Le Clou d’or/Édition 1881/La Pendule

La bibliothèque libre.
Calmann Lévy (p. 70-90).






Les pages inachevées qu’on va lire ont été recueillies dans les papiers de Sainte-Beuve. C’est l’esquisse d’une nouvelle qui, malgré ses imperfections et ses lacunes, ne nous a pas paru indigne de voir le jour.


LA PENDULE






À MON AMI TÖPFFER, DE GENÈVE


Je suis horloger, et, en cette qualité, je remonte les pendules. Je vais en ville à cet effet, et j’ai une clientèle assez bonne dans un quartier choisi : dans mes tournées périodiques, j’observe, sans le vouloir, bien des choses. C’est une singulière machine que le monde, et qui ressemble plus qu’on ne croit à une montre : il montre le doré en dehors et cache bien des rouages, mais le remonteur ne vient pas.

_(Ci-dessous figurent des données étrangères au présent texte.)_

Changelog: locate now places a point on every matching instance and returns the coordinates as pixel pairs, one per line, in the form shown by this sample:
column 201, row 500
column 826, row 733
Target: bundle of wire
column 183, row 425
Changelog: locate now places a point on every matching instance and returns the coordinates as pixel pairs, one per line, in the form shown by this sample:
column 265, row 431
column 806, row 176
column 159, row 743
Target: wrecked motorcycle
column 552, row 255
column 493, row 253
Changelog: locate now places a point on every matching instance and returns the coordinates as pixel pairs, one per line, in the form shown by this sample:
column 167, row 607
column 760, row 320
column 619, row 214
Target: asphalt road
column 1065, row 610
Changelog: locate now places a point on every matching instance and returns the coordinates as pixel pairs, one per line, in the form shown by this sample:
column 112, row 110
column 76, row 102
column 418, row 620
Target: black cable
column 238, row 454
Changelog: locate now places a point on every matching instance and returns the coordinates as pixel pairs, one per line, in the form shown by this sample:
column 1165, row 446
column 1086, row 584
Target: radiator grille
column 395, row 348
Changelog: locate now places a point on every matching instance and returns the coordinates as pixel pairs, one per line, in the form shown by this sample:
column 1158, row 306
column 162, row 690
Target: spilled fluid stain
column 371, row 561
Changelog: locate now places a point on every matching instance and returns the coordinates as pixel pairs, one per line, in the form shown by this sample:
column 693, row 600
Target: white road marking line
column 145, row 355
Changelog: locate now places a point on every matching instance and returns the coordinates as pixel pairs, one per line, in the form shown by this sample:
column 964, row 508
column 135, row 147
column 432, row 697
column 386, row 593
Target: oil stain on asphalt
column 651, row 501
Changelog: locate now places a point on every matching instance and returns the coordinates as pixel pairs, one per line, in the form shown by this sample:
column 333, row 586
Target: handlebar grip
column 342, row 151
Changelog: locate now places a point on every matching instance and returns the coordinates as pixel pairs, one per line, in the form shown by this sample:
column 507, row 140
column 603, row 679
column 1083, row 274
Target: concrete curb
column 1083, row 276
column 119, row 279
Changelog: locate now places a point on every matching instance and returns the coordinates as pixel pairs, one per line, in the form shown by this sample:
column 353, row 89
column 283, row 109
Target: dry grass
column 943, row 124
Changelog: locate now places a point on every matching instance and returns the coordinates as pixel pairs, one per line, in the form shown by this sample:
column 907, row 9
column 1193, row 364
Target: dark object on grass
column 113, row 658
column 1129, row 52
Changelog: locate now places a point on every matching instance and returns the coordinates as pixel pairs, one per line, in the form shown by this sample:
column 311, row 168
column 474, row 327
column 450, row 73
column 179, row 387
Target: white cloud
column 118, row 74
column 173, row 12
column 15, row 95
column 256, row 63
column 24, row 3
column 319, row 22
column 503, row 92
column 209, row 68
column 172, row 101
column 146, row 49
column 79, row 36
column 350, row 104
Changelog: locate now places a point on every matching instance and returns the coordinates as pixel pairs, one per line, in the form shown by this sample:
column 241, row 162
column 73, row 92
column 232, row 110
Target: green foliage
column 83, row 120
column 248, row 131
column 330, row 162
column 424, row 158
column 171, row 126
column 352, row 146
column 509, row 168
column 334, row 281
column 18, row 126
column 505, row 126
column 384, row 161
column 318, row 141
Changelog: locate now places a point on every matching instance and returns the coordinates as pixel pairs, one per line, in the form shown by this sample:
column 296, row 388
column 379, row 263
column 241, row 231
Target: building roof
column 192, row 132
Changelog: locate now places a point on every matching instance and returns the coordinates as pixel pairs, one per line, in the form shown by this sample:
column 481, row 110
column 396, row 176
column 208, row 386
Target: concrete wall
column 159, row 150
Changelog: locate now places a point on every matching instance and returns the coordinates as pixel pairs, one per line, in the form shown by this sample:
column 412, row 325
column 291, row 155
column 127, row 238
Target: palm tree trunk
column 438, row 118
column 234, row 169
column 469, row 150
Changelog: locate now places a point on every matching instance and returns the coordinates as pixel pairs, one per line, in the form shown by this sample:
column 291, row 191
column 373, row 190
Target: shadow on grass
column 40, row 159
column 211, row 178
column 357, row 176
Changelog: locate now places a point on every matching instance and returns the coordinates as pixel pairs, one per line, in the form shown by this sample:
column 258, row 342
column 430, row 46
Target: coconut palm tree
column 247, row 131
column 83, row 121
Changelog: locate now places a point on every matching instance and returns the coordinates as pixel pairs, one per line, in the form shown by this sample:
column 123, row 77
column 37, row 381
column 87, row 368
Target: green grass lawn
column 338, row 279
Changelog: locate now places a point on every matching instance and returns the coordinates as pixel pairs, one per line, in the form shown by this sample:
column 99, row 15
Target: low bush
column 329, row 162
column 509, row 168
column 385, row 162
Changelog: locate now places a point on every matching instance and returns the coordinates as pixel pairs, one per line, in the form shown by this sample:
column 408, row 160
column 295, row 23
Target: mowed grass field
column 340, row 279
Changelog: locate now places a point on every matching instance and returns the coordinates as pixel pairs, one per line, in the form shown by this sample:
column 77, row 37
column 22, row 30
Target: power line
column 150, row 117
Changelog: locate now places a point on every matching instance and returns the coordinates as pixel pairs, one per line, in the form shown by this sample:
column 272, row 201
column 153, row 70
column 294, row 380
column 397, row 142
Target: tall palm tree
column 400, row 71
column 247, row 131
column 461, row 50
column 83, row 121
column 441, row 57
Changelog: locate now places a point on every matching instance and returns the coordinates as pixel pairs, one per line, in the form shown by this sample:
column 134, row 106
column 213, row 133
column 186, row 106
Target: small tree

Quand j’arrive dans une maison tous les douze ou quatorze jours, et que j’y passe cinq minutes au plus, qu’y puis-je observer ? Eh ! mais… c’est là qu’est le piquant pour moi et le problème. J’ai autrefois étudié la géométrie et la mécanique : avec deux ou trois points donnés, déterminer le reste, recomposer tout un ensemble, voilà le triomphe. Sans en avoir l’air, j’y rêve parfois. Mes problèmes moraux se multiplient : de la sorte, je crois en avoir résolu plus d’un, et avec une certaine rigueur, surtout avec un extrême plaisir ; car, comme dit mon ami T… de Genève, qui est à mon sens un philosophe, et dont j’ai toujours le petit cahier de pensées dans mon tiroir avec mes ressorts : « Je ne sais à quoi servirait l’esprit, si ce n’est à dispenser, de temps en temps, du terre à terre de l’étude et à illuminer subitement l’observation. »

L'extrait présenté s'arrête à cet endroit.